The education clause of the New Mexico Constitution guarantees a “uniform system of free public schools sufficient for the education of, and open to, all the children of school age…” NM Const. Art. XII, § 1. This charges the state’s legislative and executive branches with creating and enforcing laws that promote adequate public schooling for children throughout the state. Until recently, the clause had never been interpreted to determine what “uniform” and “sufficient” schooling actually entails, or whether that right is being adequately fulfilled. That changed in 2014 when the New Mexico Center on Law and Poverty and the Mexican American Legal Defense and Educational Fund filed a lawsuit alleging that the state has been neglecting this constitutional obligation, particularly with respect to students who are low-income, Native American, English language learners, or students with disabilities. Citing student outcomes such as low reading and math proficiencies and low graduation rates, the civil rights groups argued that unconstitutional disparities between school districts can be attributed to inadequate programming, services, staffing, and funding.

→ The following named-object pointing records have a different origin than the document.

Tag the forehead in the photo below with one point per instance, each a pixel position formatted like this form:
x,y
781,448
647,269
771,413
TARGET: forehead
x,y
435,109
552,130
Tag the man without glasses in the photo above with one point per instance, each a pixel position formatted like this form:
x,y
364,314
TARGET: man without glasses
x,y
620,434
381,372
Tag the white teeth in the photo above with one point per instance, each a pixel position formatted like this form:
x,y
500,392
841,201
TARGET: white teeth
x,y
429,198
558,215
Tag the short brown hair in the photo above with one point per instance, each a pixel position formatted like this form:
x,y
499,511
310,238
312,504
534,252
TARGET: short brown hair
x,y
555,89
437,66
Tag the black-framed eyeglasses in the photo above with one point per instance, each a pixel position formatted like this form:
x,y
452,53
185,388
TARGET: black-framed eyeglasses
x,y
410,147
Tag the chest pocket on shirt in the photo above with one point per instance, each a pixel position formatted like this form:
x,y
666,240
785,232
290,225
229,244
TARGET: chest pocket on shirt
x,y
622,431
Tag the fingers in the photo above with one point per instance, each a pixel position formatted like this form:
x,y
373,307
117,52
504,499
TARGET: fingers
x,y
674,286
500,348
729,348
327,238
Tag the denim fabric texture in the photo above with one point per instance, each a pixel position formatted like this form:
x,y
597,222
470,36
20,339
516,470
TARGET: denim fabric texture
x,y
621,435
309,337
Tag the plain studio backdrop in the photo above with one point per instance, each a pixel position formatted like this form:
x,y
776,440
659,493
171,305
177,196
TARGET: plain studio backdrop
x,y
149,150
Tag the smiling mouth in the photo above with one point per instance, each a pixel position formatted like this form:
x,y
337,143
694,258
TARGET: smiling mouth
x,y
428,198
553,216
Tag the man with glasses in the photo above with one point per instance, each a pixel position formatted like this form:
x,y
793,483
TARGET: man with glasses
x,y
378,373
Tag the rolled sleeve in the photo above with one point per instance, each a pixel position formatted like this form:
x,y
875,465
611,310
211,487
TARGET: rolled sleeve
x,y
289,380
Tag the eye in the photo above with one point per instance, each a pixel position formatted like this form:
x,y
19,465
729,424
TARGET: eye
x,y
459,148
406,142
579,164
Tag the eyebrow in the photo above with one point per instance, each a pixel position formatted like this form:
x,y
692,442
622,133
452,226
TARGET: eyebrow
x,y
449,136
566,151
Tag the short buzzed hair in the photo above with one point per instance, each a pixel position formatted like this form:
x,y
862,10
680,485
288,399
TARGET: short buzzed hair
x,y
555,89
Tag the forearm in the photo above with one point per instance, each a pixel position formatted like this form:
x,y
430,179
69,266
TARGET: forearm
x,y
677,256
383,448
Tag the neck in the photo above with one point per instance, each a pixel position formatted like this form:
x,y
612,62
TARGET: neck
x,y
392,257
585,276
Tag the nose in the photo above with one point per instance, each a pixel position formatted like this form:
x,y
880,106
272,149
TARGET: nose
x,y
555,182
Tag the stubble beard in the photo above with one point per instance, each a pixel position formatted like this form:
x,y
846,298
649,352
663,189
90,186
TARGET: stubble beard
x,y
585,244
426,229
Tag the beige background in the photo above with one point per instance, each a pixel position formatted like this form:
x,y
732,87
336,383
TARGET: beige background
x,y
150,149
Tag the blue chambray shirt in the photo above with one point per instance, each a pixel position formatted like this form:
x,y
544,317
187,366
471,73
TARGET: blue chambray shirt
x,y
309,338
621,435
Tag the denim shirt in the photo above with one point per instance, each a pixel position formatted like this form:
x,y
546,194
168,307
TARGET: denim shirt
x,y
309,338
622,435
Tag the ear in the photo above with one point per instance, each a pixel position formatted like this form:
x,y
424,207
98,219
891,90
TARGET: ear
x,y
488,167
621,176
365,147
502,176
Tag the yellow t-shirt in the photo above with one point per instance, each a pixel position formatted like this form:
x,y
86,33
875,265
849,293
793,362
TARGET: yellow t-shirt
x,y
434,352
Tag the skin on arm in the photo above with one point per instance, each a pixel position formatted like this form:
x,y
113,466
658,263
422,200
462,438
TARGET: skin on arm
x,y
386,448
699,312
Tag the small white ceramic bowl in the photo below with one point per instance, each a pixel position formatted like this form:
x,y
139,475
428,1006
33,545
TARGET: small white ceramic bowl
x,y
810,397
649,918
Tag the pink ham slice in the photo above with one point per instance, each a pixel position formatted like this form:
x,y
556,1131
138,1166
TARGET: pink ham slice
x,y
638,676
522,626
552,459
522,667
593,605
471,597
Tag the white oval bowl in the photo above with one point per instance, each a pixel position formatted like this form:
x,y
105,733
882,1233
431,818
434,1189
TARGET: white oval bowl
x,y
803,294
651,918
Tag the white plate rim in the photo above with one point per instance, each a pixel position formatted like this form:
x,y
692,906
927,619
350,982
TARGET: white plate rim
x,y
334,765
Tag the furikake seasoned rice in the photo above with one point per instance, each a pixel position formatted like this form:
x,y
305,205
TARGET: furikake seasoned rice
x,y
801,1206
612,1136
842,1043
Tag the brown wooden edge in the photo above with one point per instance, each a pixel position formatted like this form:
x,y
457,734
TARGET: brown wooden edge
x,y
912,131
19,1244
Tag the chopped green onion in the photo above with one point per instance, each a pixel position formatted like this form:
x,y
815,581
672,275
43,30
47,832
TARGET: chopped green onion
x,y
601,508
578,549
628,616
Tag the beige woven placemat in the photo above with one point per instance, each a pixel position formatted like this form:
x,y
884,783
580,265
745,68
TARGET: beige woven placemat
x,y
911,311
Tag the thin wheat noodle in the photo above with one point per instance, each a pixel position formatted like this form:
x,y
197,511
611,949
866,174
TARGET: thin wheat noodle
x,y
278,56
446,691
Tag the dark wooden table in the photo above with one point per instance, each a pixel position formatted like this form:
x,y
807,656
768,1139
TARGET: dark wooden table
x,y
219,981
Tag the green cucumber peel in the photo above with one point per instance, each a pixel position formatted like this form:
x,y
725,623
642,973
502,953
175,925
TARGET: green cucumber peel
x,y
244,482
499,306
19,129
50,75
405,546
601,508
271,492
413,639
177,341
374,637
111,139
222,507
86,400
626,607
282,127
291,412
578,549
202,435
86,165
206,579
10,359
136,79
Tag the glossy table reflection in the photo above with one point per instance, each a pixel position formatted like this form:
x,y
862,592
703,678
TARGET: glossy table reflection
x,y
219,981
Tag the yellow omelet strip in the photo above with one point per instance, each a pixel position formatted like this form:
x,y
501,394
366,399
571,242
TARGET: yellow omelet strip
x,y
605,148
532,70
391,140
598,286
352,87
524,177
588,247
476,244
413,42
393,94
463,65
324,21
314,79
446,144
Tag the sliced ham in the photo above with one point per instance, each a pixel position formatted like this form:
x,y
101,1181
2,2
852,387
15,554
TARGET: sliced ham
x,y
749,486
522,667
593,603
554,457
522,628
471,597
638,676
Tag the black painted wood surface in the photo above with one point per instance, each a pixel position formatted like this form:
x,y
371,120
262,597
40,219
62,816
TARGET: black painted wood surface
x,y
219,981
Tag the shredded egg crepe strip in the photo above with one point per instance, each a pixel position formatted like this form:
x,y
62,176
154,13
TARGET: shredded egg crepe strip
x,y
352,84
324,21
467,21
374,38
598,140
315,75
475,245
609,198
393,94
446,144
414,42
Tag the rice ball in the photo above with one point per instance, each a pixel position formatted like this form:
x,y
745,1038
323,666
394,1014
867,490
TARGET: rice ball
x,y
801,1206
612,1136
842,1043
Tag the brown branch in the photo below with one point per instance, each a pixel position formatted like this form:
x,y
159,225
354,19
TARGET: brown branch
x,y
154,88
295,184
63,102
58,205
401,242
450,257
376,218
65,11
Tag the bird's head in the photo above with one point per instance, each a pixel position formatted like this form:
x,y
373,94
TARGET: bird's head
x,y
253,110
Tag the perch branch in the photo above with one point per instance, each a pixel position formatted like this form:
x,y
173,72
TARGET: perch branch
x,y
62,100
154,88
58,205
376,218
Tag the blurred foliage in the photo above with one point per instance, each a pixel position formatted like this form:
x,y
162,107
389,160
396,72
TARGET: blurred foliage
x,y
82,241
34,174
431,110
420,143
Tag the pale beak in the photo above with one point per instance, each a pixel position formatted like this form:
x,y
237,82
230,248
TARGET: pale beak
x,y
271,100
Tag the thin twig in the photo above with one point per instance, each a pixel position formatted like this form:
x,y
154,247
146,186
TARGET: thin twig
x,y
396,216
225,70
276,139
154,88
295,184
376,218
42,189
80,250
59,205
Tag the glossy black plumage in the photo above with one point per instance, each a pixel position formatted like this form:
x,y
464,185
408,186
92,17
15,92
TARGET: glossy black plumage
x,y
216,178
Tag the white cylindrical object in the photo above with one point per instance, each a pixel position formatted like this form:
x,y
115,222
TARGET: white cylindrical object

After a lengthy trial, a judge for the First Judicial District Court held for the plaintiffs, finding that the education clause of the state constitution is not being met within the state’s current system. Holding that New Mexico children have a right to be college and career ready, which includes quality pre-K and linguistically and culturally appropriate educational programming and services, the judge ordered that the state take “immediate steps” to rectify these problems. Additionally, the court emphasized that a lack of funding is not an excuse for neglecting students who are low-income, Native American, English language learners, or students with disabilities. Since then, New Mexico public schools have received a 17% funding increase from the legislature to address these deficiencies. Attorneys for the plaintiffs have expressed concerns over the state’s plan to use the money toward pay raises for teachers and administrators, rather toward services and programming for students. In any case, this landmark victory is driving important conversations about the quality of education across the state and will likely have lasting effects on New Mexico’s students.